Even calling this a speculative market is a gross simplification of the truth.
We're hoping to try it with a few different things for our next field trip, maybe some that are much harder to find than brambles.
Video of the notebook in action https://crank.recoil.org/w/mDzPQ8vW7mkLjdmWsW8vpQ and the source https://github.com/ucam-eo/tessera-interactive-map
Cue dowsers, who successfully find water... but also who would anyway anywhere else because underground water isn't the underground river/pocket that people imagine and thus random chance by itself has high probability of finding water.
For a proper evaluation you would need to be more methodological but as a sanity-check we were very happy with it.
One other thing to point out about the bramble model is that it is pixel-wise. That is each prediction is exclusively only what is within the 10 metre pixel (give or take the georeferencing error).
No, as per researcher, "However, it is obvious that most of the generated findings aren’t brambles" and obviously no.
All the model did was think they followed roads, all roads.
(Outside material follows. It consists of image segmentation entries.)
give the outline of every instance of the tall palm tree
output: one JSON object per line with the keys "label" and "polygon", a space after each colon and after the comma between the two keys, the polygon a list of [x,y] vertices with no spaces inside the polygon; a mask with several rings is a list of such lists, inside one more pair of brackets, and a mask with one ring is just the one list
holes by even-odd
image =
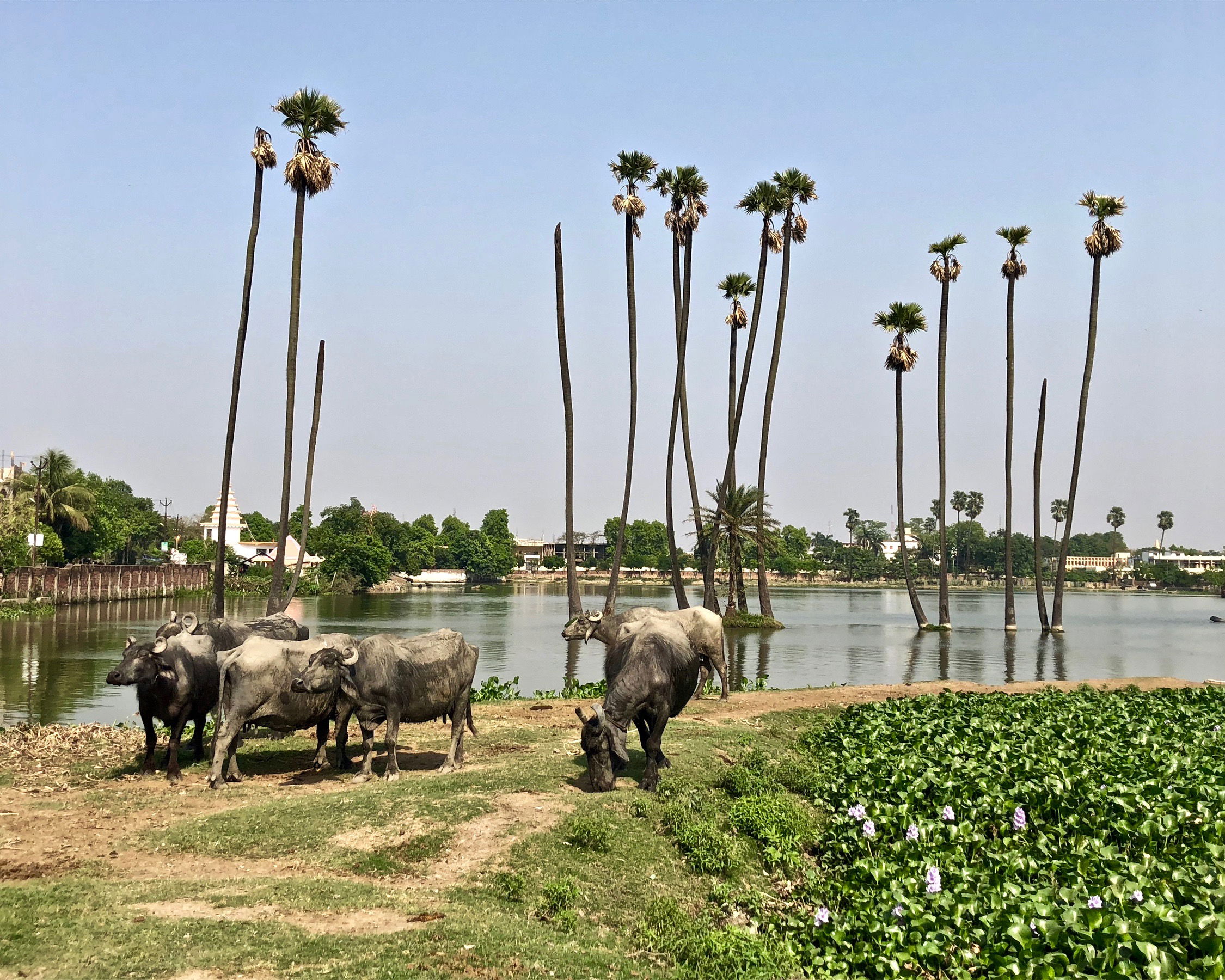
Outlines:
{"label": "tall palm tree", "polygon": [[318,413],[323,404],[323,342],[318,342],[318,358],[315,361],[315,404],[310,417],[310,439],[306,441],[306,486],[303,490],[303,526],[298,538],[298,562],[294,565],[294,577],[289,579],[285,593],[285,605],[293,601],[298,592],[298,581],[303,577],[303,562],[306,560],[306,532],[310,530],[310,489],[315,478],[315,443],[318,440]]}
{"label": "tall palm tree", "polygon": [[1038,599],[1038,621],[1042,632],[1051,630],[1046,616],[1046,595],[1042,592],[1042,435],[1046,431],[1046,379],[1038,399],[1038,434],[1034,436],[1034,595]]}
{"label": "tall palm tree", "polygon": [[[774,407],[774,385],[778,381],[778,361],[783,353],[783,325],[786,321],[786,290],[791,278],[791,245],[802,245],[809,236],[809,221],[800,213],[800,206],[817,200],[817,185],[802,170],[789,167],[775,170],[774,184],[783,194],[786,207],[783,211],[783,268],[778,281],[778,316],[774,320],[774,347],[771,350],[769,374],[766,376],[766,403],[762,408],[762,445],[757,457],[757,489],[761,506],[766,501],[766,461],[769,446],[771,413]],[[764,517],[764,512],[762,514]],[[766,579],[764,532],[757,545],[757,604],[762,616],[774,619],[769,600],[769,582]]]}
{"label": "tall palm tree", "polygon": [[570,353],[566,349],[566,288],[561,265],[561,222],[552,229],[552,274],[557,294],[557,359],[561,364],[561,408],[566,425],[566,601],[571,617],[583,611],[575,560],[575,402],[570,388]]}
{"label": "tall palm tree", "polygon": [[1013,414],[1013,294],[1017,279],[1029,270],[1017,251],[1029,244],[1033,229],[1028,224],[1012,228],[997,228],[996,234],[1008,243],[1008,256],[1003,260],[1000,274],[1008,281],[1008,300],[1005,305],[1005,360],[1007,363],[1003,398],[1003,628],[1017,628],[1017,597],[1012,582],[1012,414]]}
{"label": "tall palm tree", "polygon": [[944,442],[944,379],[948,360],[948,287],[962,274],[962,263],[957,261],[953,250],[965,244],[965,235],[952,234],[933,241],[927,246],[929,255],[936,255],[930,272],[940,283],[940,337],[936,344],[936,443],[940,466],[940,628],[953,628],[948,610],[948,522],[944,514],[944,499],[948,496],[948,453]]}
{"label": "tall palm tree", "polygon": [[625,552],[625,529],[630,523],[630,488],[633,485],[633,440],[638,426],[638,300],[635,295],[633,240],[642,238],[638,218],[647,213],[647,205],[638,196],[638,185],[650,180],[659,164],[654,158],[637,149],[617,153],[609,164],[617,184],[625,185],[625,194],[612,198],[612,209],[625,216],[625,301],[630,325],[630,436],[625,451],[625,495],[621,499],[621,523],[617,526],[616,548],[612,551],[612,570],[609,572],[609,589],[604,597],[604,612],[616,611],[617,579],[621,576],[621,555]]}
{"label": "tall palm tree", "polygon": [[843,511],[843,517],[846,518],[846,523],[843,524],[843,527],[846,528],[846,540],[849,544],[855,544],[855,528],[858,528],[860,523],[859,511],[854,507],[848,507]]}
{"label": "tall palm tree", "polygon": [[[736,446],[740,442],[740,423],[744,418],[745,399],[748,393],[748,375],[753,363],[753,349],[757,344],[757,327],[761,323],[762,305],[766,298],[766,265],[771,252],[783,249],[783,236],[774,228],[774,218],[786,211],[786,198],[777,184],[769,180],[760,180],[744,197],[736,207],[746,214],[757,214],[762,219],[760,236],[761,254],[757,260],[757,292],[753,294],[753,312],[748,321],[748,339],[745,344],[745,363],[740,371],[740,391],[736,394],[736,415],[731,426],[731,440],[728,446],[728,462],[723,468],[723,483],[725,486],[735,486],[736,472]],[[718,539],[719,524],[713,522],[710,530],[715,540]],[[715,565],[718,562],[718,546],[708,548],[706,555],[706,567],[710,581],[714,581]]]}
{"label": "tall palm tree", "polygon": [[1161,541],[1158,544],[1158,548],[1160,548],[1161,551],[1164,552],[1165,551],[1165,533],[1170,528],[1174,527],[1174,513],[1171,511],[1161,511],[1156,516],[1156,526],[1158,526],[1158,529],[1161,532]]}
{"label": "tall palm tree", "polygon": [[230,412],[225,423],[225,451],[222,454],[222,494],[217,508],[217,557],[213,561],[213,616],[225,616],[225,511],[234,464],[234,430],[238,425],[238,394],[243,383],[243,354],[246,350],[246,321],[251,315],[251,277],[255,274],[255,240],[260,235],[260,207],[263,202],[263,172],[277,165],[272,136],[255,127],[255,195],[251,200],[251,230],[246,235],[246,272],[243,274],[243,303],[238,314],[238,342],[234,345],[234,376],[230,380]]}
{"label": "tall palm tree", "polygon": [[910,609],[915,622],[922,630],[927,626],[927,616],[915,590],[914,576],[910,575],[910,555],[907,548],[905,503],[902,494],[902,376],[913,371],[919,361],[919,353],[910,347],[910,334],[927,330],[927,318],[918,303],[891,303],[888,310],[882,310],[872,317],[873,326],[893,334],[889,353],[884,358],[884,370],[893,371],[894,425],[897,429],[894,462],[898,470],[898,544],[902,551],[902,573],[907,579],[907,592],[910,594]]}
{"label": "tall palm tree", "polygon": [[1072,518],[1076,513],[1076,490],[1080,480],[1080,457],[1084,452],[1084,424],[1089,412],[1089,382],[1093,380],[1093,355],[1098,347],[1098,295],[1101,292],[1101,260],[1109,258],[1123,247],[1123,236],[1107,222],[1117,218],[1127,208],[1122,197],[1085,194],[1077,201],[1093,216],[1093,229],[1084,240],[1085,251],[1093,258],[1093,285],[1089,290],[1089,338],[1084,352],[1084,376],[1080,379],[1080,405],[1076,420],[1076,446],[1072,450],[1072,481],[1068,486],[1068,516],[1060,543],[1060,566],[1055,573],[1055,601],[1051,606],[1051,630],[1063,632],[1063,583],[1067,578],[1068,546],[1072,541]]}
{"label": "tall palm tree", "polygon": [[1055,521],[1055,540],[1060,538],[1060,524],[1068,518],[1068,502],[1061,497],[1051,501],[1051,517]]}
{"label": "tall palm tree", "polygon": [[344,111],[331,97],[315,88],[299,88],[284,96],[272,110],[282,116],[281,124],[298,137],[294,156],[285,164],[285,184],[298,195],[294,208],[294,254],[289,277],[289,343],[285,353],[285,454],[281,472],[281,527],[277,533],[277,556],[272,562],[272,583],[268,587],[268,612],[282,609],[285,578],[285,538],[289,534],[289,494],[294,463],[294,393],[298,385],[298,316],[303,285],[303,218],[306,198],[332,186],[336,164],[315,142],[320,136],[336,136],[349,124],[341,119]]}

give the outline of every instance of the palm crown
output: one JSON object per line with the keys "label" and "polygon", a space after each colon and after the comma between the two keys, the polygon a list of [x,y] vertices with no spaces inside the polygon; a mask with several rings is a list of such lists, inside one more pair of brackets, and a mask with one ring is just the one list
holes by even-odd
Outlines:
{"label": "palm crown", "polygon": [[757,283],[747,272],[729,272],[718,285],[723,290],[723,298],[731,300],[731,312],[724,317],[724,323],[729,327],[744,327],[748,325],[748,316],[740,300],[751,296],[757,292]]}
{"label": "palm crown", "polygon": [[647,213],[647,206],[638,196],[638,185],[650,180],[650,175],[658,165],[654,157],[637,149],[622,149],[616,154],[616,159],[609,164],[617,183],[625,184],[625,194],[619,194],[612,198],[612,209],[617,214],[630,216],[630,221],[633,223],[633,234],[637,238],[642,238],[638,218]]}
{"label": "palm crown", "polygon": [[762,245],[777,252],[783,247],[783,236],[774,230],[774,216],[786,211],[786,195],[772,180],[758,180],[736,205],[747,214],[762,216]]}
{"label": "palm crown", "polygon": [[996,234],[1000,235],[1011,246],[1008,249],[1008,257],[1003,260],[1003,266],[1000,267],[1000,274],[1006,279],[1019,279],[1029,270],[1025,263],[1020,261],[1020,254],[1017,251],[1022,245],[1029,244],[1029,235],[1034,229],[1028,224],[1018,224],[1012,228],[997,228]]}
{"label": "palm crown", "polygon": [[1084,249],[1090,256],[1106,258],[1123,247],[1122,232],[1106,222],[1122,214],[1127,209],[1127,201],[1122,197],[1085,191],[1077,203],[1088,208],[1094,218],[1093,230],[1084,240]]}
{"label": "palm crown", "polygon": [[940,241],[933,241],[927,246],[929,252],[940,256],[940,258],[932,260],[930,270],[931,274],[936,277],[936,282],[957,282],[957,277],[962,274],[962,263],[958,262],[957,256],[953,255],[953,249],[964,244],[965,235],[957,232],[952,235],[946,235]]}
{"label": "palm crown", "polygon": [[886,330],[893,336],[889,353],[884,358],[888,371],[910,371],[919,361],[919,352],[910,347],[907,339],[911,333],[927,330],[927,317],[918,303],[899,303],[894,300],[888,310],[881,310],[872,317],[872,326]]}
{"label": "palm crown", "polygon": [[273,111],[281,113],[281,124],[298,137],[294,156],[285,164],[285,184],[295,191],[314,197],[332,186],[336,164],[315,145],[318,136],[336,136],[349,124],[341,119],[344,110],[330,96],[316,88],[299,88],[283,96]]}
{"label": "palm crown", "polygon": [[791,241],[800,245],[809,236],[809,219],[799,212],[799,206],[817,200],[816,181],[799,168],[789,167],[774,172],[774,184],[783,196],[786,211],[783,232],[785,234],[790,229]]}

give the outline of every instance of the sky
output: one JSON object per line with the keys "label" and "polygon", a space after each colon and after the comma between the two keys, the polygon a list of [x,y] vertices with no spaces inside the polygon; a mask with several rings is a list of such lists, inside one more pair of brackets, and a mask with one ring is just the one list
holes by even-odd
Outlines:
{"label": "sky", "polygon": [[[1000,225],[1029,224],[1017,287],[1014,523],[1031,528],[1049,379],[1044,514],[1067,496],[1084,359],[1088,189],[1123,195],[1102,268],[1077,530],[1225,544],[1220,270],[1225,6],[1204,4],[4,4],[0,448],[198,513],[217,496],[250,222],[255,126],[309,85],[344,107],[336,183],[306,206],[298,456],[314,352],[327,376],[314,499],[402,518],[564,529],[552,228],[575,386],[576,524],[620,511],[627,415],[624,227],[608,162],[641,149],[710,184],[693,249],[687,364],[698,480],[725,448],[726,304],[756,271],[735,208],[774,170],[820,200],[791,266],[767,491],[783,523],[892,521],[891,300],[932,330],[905,381],[908,513],[936,496],[940,287],[929,243],[960,232],[948,322],[948,486],[1003,513]],[[293,195],[265,184],[234,491],[279,501]],[[632,518],[662,518],[674,341],[664,203],[637,251]],[[741,436],[752,479],[777,301],[767,276]],[[741,343],[742,348],[742,343]],[[682,470],[679,470],[681,474]],[[746,475],[747,474],[747,475]],[[687,489],[676,485],[677,507]],[[1052,526],[1046,519],[1046,532]]]}

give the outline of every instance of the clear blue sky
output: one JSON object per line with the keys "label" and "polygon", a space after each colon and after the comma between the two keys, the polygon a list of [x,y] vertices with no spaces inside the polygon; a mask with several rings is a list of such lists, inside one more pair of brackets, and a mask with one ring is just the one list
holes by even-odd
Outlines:
{"label": "clear blue sky", "polygon": [[[889,517],[892,381],[871,316],[904,299],[935,318],[926,246],[962,232],[949,484],[981,490],[996,526],[1005,249],[992,232],[1027,223],[1016,516],[1027,528],[1044,376],[1044,496],[1067,492],[1090,271],[1074,202],[1093,187],[1129,208],[1102,277],[1078,528],[1106,529],[1117,503],[1142,544],[1169,508],[1174,541],[1219,548],[1223,20],[1220,5],[1176,4],[5,4],[0,447],[62,447],[179,512],[213,501],[251,131],[274,130],[284,159],[292,140],[268,105],[311,85],[350,120],[327,141],[334,187],[306,214],[299,445],[325,337],[321,506],[353,494],[401,517],[470,521],[505,506],[521,534],[561,530],[550,241],[561,221],[577,523],[595,529],[619,510],[624,268],[606,164],[635,148],[696,163],[710,181],[690,363],[703,486],[724,439],[714,284],[756,268],[756,222],[733,205],[796,165],[821,200],[793,266],[771,440],[777,516],[835,533],[848,506]],[[669,243],[662,205],[648,203],[635,517],[663,516],[671,391]],[[234,486],[245,510],[272,513],[293,218],[279,179],[263,214]],[[777,266],[772,298],[775,285]],[[773,299],[767,310],[769,322]],[[908,510],[926,513],[935,334],[918,347]]]}

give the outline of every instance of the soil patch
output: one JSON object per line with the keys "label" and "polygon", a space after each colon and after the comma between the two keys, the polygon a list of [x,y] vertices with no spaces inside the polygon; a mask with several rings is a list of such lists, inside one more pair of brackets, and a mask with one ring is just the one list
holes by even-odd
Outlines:
{"label": "soil patch", "polygon": [[391,909],[358,909],[356,911],[304,913],[279,905],[236,905],[217,908],[207,902],[180,899],[175,902],[145,902],[132,908],[159,919],[208,919],[221,922],[287,922],[316,935],[375,936],[424,929],[445,918],[441,913],[403,915]]}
If it was oil and gas where people put in effort and their results where checked vs universities where meaningless citations matter and results are never confirmed, it would be more believable.
What they are asking is impossible, increasing the likelihood without silly hacks like it's not in rivers or on top of buildings is an interesting problem but out of scope for academics.
For the "However, it is obvious that most of the generated findings aren’t brambles"
As I mentioned in one of the other comments, the model is also only pixel-wise. That is, it is not using spatial information for predictions.
What detail was in the satellite images, was it taking signals of the type of spaces brambles are in, or was it just visually identifying bramble patches?
In the UK you get brambles in pretty much every non-cultivated green space. I wonder how well the classifier did?
Interesting project.
When it comes to the satellite images, the model actually used TESSERA (https://arxiv.org/abs/2506.20380) which is a model we trained to produce embeddings for every point on earth that encodes the temporal-spectral properties over a year.
Think of it like a compression of potentially fifty or a hundred observations of a particular point in earth down to a single 128 dimension vector.
Happy to answer any other questions.
https://github.com/ucam-eo/geotessera has an image showing our embedding coverage at the moment. Blue areas we have complete coverage for 2024, green areas we cover 2017-2024. We're slowly trying to populate everything 2017-2024 but the constraint is GPU and storage at the moment - each year takes ~20k GPU/200k CPU hours and requires storing and serving 200 terabytes of data. The world is big!
If there is an area you would like prioritised, there's an issue template on the geotessera github repo which we can use to move regions around in the processing queue.
If you want to go further you can export the GeoJSON and then run it through any machine learning pipeline you like.
It would be interesting to overlay TESSERA data there, although the resolution is of course very different.
Plants are a way different and more difficult ballgame (they like to mess up my satellite data) so as I read I am not surprised to see that this didn't really give proper results.
> In every place we checked, we found pretty significant amounts of bramble.
[Shocked Pikachu face]
Show us the bee!
There is the issue of just how visible truffles are from space though, if they grow under cover. That said, it may still work because you can find habitats that are very likely to have truffles. We've had some promising results looking at fungal biomass.